Ma non tutti i poveri sono degni di compassione. Pinocchio, ormai convertito, incontra la Volpe, invecchiata e caduta nella più squallida miseria tanto da essere stata costretta a vendere la coda, e il Gatto, diventato cieco a furia di fingersi cieco. Essi gli chiedono aiuto: «Credilo, Pinocchio, che oggi siamo poveri e disgraziati davvero!». Al che Pinocchio si limita a sentenziare: «Se siete poveri, ve lo meritate… Addio mascherine!» (p. 240). Ma quando Pinocchio apprende che la fatina, che aveva prima conosciuto come una giovane e ricca signora e poi come un’onesta lavoratrice, «colpita da mille disgrazie, si è gravemente ammalata e non ha più da comprarsi un boccon di pane» (p. 247), non esita a donare i suoi risparmi, a raddoppiare la produzione e l’orario di lavoro.

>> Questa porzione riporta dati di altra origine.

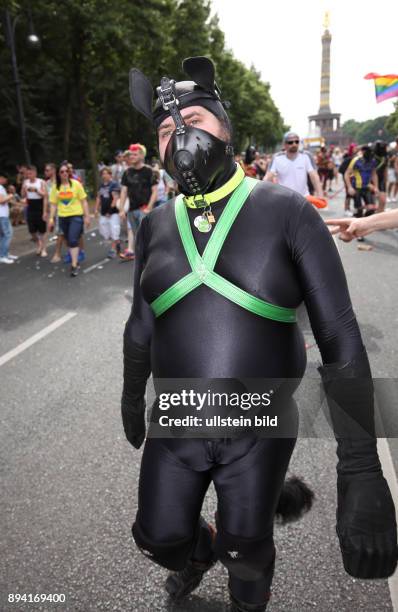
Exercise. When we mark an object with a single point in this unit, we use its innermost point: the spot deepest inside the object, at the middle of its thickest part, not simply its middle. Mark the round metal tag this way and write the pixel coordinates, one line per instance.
(202, 224)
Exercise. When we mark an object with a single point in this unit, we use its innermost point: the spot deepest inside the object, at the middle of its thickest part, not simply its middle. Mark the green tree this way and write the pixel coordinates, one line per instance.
(75, 88)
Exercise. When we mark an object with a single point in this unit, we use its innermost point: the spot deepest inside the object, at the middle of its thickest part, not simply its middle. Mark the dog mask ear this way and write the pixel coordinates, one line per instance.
(141, 93)
(201, 70)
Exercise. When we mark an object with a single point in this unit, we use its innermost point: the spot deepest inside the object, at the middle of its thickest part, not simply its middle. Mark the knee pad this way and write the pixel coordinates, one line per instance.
(172, 555)
(246, 558)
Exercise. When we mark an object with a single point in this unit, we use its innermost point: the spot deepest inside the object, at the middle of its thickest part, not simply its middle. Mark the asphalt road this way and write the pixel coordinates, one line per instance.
(69, 478)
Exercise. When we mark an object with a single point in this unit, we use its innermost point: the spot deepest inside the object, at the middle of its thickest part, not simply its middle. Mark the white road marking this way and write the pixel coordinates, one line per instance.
(100, 263)
(41, 334)
(391, 477)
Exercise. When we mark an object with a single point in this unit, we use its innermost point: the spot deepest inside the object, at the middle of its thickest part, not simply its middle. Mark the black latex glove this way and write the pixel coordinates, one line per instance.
(366, 526)
(137, 369)
(133, 416)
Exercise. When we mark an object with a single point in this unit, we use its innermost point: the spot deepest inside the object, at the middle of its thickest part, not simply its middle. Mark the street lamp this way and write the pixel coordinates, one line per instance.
(33, 41)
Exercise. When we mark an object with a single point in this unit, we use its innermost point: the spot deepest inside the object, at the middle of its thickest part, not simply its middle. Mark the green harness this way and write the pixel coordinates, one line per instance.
(203, 266)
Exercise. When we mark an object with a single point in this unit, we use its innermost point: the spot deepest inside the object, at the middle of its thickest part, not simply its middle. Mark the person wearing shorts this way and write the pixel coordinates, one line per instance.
(69, 199)
(140, 186)
(109, 223)
(34, 190)
(362, 181)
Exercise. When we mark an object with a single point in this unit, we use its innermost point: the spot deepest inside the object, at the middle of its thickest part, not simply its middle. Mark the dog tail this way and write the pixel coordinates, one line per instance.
(295, 500)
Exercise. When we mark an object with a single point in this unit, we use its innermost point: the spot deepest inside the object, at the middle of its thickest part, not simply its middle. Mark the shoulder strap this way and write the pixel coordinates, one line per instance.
(203, 267)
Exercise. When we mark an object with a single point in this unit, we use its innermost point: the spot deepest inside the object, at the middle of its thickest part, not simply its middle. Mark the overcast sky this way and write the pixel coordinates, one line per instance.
(282, 39)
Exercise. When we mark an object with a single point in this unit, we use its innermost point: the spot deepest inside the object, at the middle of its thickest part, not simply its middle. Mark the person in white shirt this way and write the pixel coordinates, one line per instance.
(291, 168)
(118, 167)
(35, 192)
(5, 225)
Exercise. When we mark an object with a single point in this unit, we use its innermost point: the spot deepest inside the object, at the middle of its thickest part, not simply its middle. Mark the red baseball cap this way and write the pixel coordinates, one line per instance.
(137, 147)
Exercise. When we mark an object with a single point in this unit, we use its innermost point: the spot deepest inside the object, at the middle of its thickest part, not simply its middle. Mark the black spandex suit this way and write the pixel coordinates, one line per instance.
(279, 250)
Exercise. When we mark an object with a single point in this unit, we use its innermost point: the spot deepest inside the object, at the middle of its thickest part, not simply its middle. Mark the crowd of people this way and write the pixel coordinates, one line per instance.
(130, 188)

Così il burattino scapestrato perde la sua veste originaria e diventa «un bel fanciullo coi capelli castagni, cogli occhi celesti e con un’aria allegra e festosa». Nelle ultime righe il bel ragazzo contempla l’immagine di se stesso quand’era un burattino: «Com’ero buffo, quand’ero un burattino! e come ora son contento di essere diventato un ragazzino perbene!» (pp. 250-51).

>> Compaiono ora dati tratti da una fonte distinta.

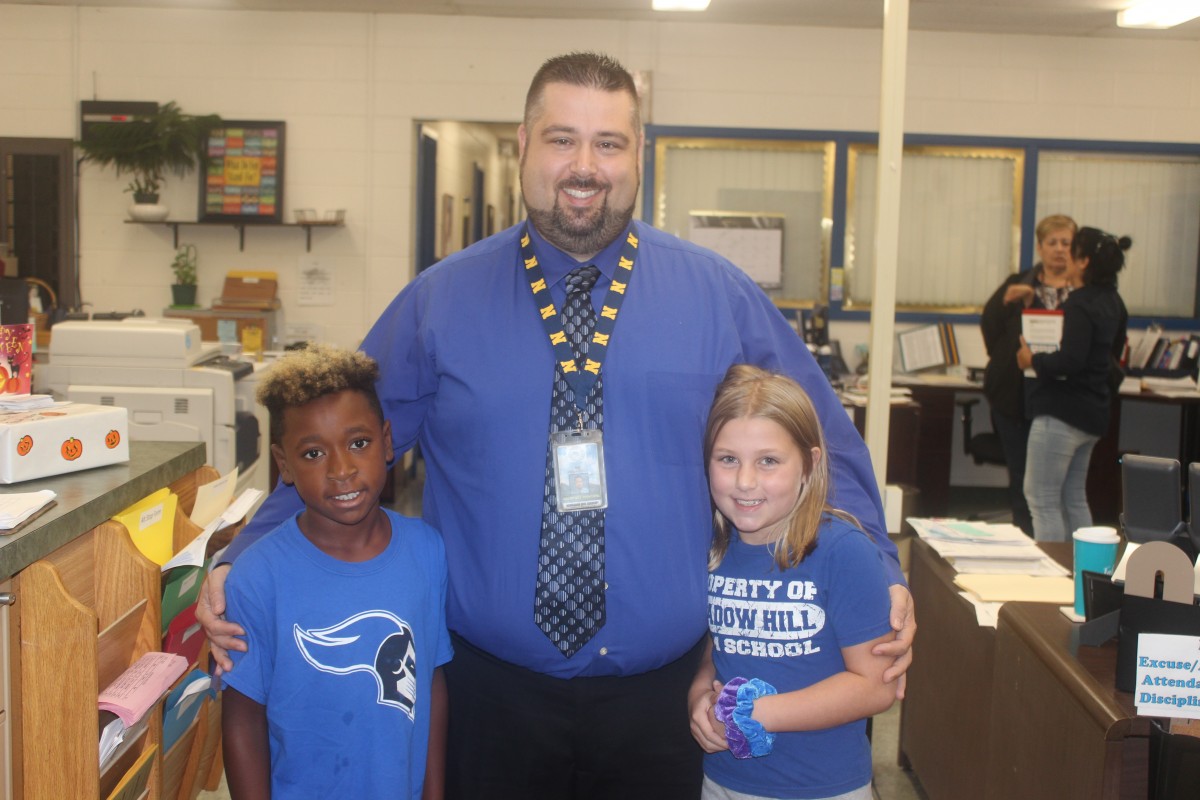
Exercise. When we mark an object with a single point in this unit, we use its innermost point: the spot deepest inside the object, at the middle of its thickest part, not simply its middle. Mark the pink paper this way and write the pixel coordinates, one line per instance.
(142, 685)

Non mancano però alcuni episodi trasgressivi. I carabinieri, quando compaiono, arrestano sempre la persona sbagliata (pp. 19; 153). Quando Pinocchio, truffato dalla Volpe e dal Gatto, va in tribunale per ottenere giustizia, il giudice si rivolge così ai gendarmi: «Quel povero diavolo è stato derubato di quattro monete d’oro: pigliatelo dunque e mettetelo subito in prigione» (p. 103).

 

Riletture dissacranti

«E in quel gran mare di languorosa melassa che pervade tutto il diario di Enrico, in quell’orgia di perdoni fraterni, di baci appiccicaticci, di abbracci interclassisti, di galeotti redenti e signori in maschera che regalano diamanti a bambine smarrite tra la folla, tra madri che si sostengono a vicenda, maestrine dalla penna rossa, signori che abbracciano carbonai e muratori che biascicano lagrime di riconoscenza sulla spalla di ricchi possidenti, là dove tutti si amano, si comprendono, si perdonano, si accarezzano, baciano le mani a voscienza, leccano il cuore a tamburini sardi, cospargono di fiori vedette lombarde e coprono d’oro patrioti padovani, una sola volta appare una parola di odio, senza riserve, senza pentimenti e senza rimorsi; ed è quando Enrico ci traccia il ritratto morale di Franti: «Io detesto costui. È malvagio». Segue un crescendo di accuse contro «l’infame». «Ma tanto accumularsi di nefandezza è troppo wagneriano per essere normale, sfiora il titanico, deve avere un valore emblematico. È il Male in quanto si oppone a tutto quello che la società identifica col Bene, cioè con l’ordine esistente in cui Enrico si ingrassa»: così Umberto Eco, nel famoso Elogio di Franti, uscito nel suo Diario minimo negli anni Sessanta e riportato, negli anni Settanta, in varie antologie “di sinistra”. Eco conclude immaginando che, alcuni anni dopo, Franti avrebbe agito col nome d’arte di Gaetano Bresci. Dieci anni più tardi, nell’articolo Franti strikes again, uscito nella raccolta Il costume di casa, Eco immagina una riapparizione di Franti nella scuola di Barbiana e quindi a Torino, nell’Università occupata, con l’eloquio del primo della classe e la generosità degli umili protagonisti del Cuore. L’alleanza tra Franti, Derossi e il muratorino passava inevitabilmente sulla testa del maestro, anzi richiedeva come rituale fondante che al maestro fosse gettato, da tutta la classe, un calamaio in faccia.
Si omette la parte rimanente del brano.